Ide[,c(11:13)]=lapply(Ide[,c(11:13)],as.factor)
Ide=Ide[complete.cases(Ide),]
summary(Ide)
## regionUbigeo provinciaUbigeo PROVINCIA IDE
## Min. : 10000 Min. : 10100 Length:195 Min. :0.4245
## 1st Qu.: 50000 1st Qu.: 50750 Class :character 1st Qu.:0.5806
## Median :100000 Median :101100 Mode :character Median :0.6367
## Mean :113795 Mean :114358 Mean :0.6519
## 3rd Qu.:170000 3rd Qu.:170250 3rd Qu.:0.7164
## Max. :250000 Max. :250400 Max. :0.9104
## identidad salud educacion saneamiento
## Min. :81.97 Min. : 2.598 Min. :44.03 Min. : 0.2351
## 1st Qu.:96.54 1st Qu.: 6.485 1st Qu.:74.06 1st Qu.:40.9610
## Median :97.90 Median :10.380 Median :82.49 Median :54.2229
## Mean :97.30 Mean :11.919 Mean :80.42 Mean :56.2641
## 3rd Qu.:98.87 3rd Qu.:14.744 3rd Qu.:89.02 3rd Qu.:72.4629
## Max. :99.50 Max. :44.741 Max. :99.50 Max. :99.5000
## electrificacion poblacion costa capital tamano
## Min. :33.83 Min. : 4251 NO:163 NO:170 Grande :15
## 1st Qu.:61.31 1st Qu.: 32188 SI: 32 SI: 25 Mediana :46
## Median :74.29 Median : 63039 Muy grande : 1
## Mean :72.11 Mean : 154543 Muy pequena:69
## 3rd Qu.:85.02 3rd Qu.: 121804 Pequena :64
## Max. :99.50 Max. :8481415
levels(Ide$costa)
## [1] "NO" "SI"
levels(Ide$capital)
## [1] "NO" "SI"
levels(Ide$tamano)
## [1] "Grande" "Mediana" "Muy grande" "Muy pequena" "Pequena"
shapiro.test(Ide$IDE)
##
## Shapiro-Wilk normality test
##
## data: Ide$IDE
## W = 0.98349, p-value = 0.02167
NO NORMAL
library(DescTools)
Skew(Ide$IDE)
## [1] 0.3486982
Asimetria positiva
shapiro.test(Ide$saneamiento)
##
## Shapiro-Wilk normality test
##
## data: Ide$saneamiento
## W = 0.98626, p-value = 0.05485
Es normal Es parametrica, Se tomaria pruebas Parametricas, como la Prueba T para seguir con el desarrollo de la relacion.

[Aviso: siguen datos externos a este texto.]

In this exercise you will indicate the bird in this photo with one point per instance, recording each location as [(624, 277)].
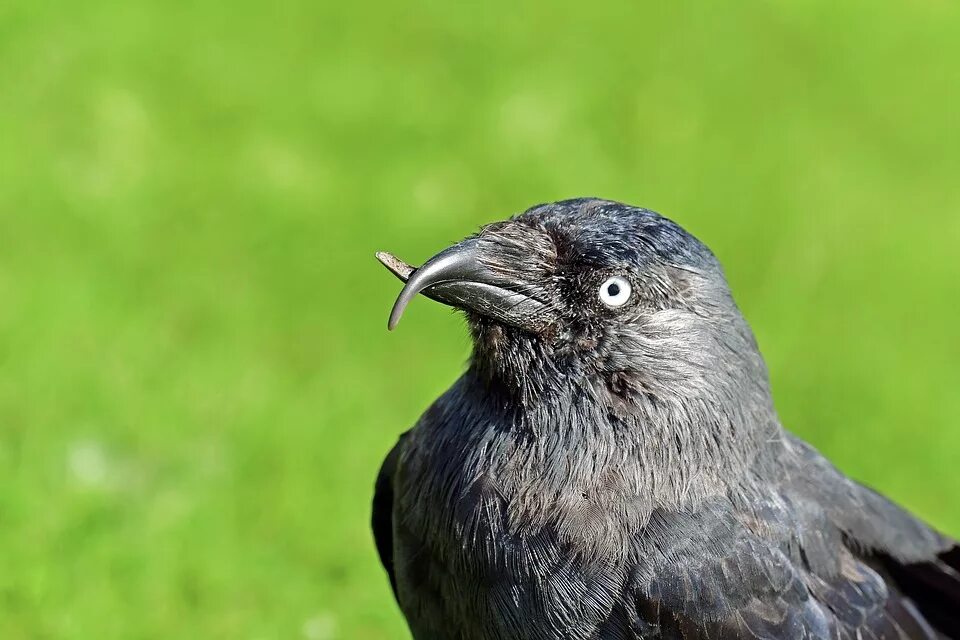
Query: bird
[(611, 465)]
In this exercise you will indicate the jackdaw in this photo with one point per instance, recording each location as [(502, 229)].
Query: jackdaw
[(611, 464)]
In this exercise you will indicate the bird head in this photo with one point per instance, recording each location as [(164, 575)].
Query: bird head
[(598, 295)]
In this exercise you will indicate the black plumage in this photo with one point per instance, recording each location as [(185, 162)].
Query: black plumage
[(611, 466)]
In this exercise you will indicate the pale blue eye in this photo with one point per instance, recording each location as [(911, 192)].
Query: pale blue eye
[(615, 291)]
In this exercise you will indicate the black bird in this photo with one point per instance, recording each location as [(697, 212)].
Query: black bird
[(611, 465)]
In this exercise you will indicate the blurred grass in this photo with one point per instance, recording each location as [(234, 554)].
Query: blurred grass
[(196, 384)]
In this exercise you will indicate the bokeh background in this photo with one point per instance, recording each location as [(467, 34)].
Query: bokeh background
[(196, 381)]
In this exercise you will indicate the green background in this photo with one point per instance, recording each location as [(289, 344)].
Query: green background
[(196, 381)]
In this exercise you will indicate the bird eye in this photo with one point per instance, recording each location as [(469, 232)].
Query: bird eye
[(615, 291)]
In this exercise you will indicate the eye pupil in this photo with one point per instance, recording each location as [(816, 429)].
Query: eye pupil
[(614, 292)]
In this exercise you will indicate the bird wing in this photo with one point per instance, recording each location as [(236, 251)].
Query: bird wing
[(724, 574), (382, 517), (934, 586)]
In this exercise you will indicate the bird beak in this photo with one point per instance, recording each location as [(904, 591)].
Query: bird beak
[(458, 277)]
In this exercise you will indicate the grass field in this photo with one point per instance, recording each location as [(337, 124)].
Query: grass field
[(196, 381)]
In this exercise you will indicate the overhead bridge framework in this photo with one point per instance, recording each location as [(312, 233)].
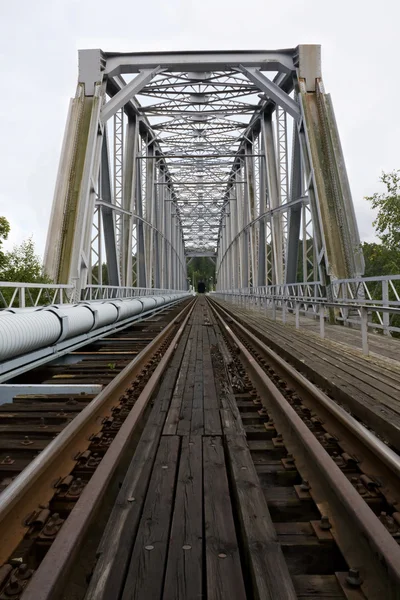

shapiro.test(Ide$identidad)
##
## Shapiro-Wilk normality test
##
## data: Ide$identidad
## W = 0.72664, p-value < 2.2e-16
no normal
names(Ide)
## [1] "regionUbigeo" "provinciaUbigeo" "PROVINCIA"
## [4] "IDE" "identidad" "salud"
## [7] "educacion" "saneamiento" "electrificacion"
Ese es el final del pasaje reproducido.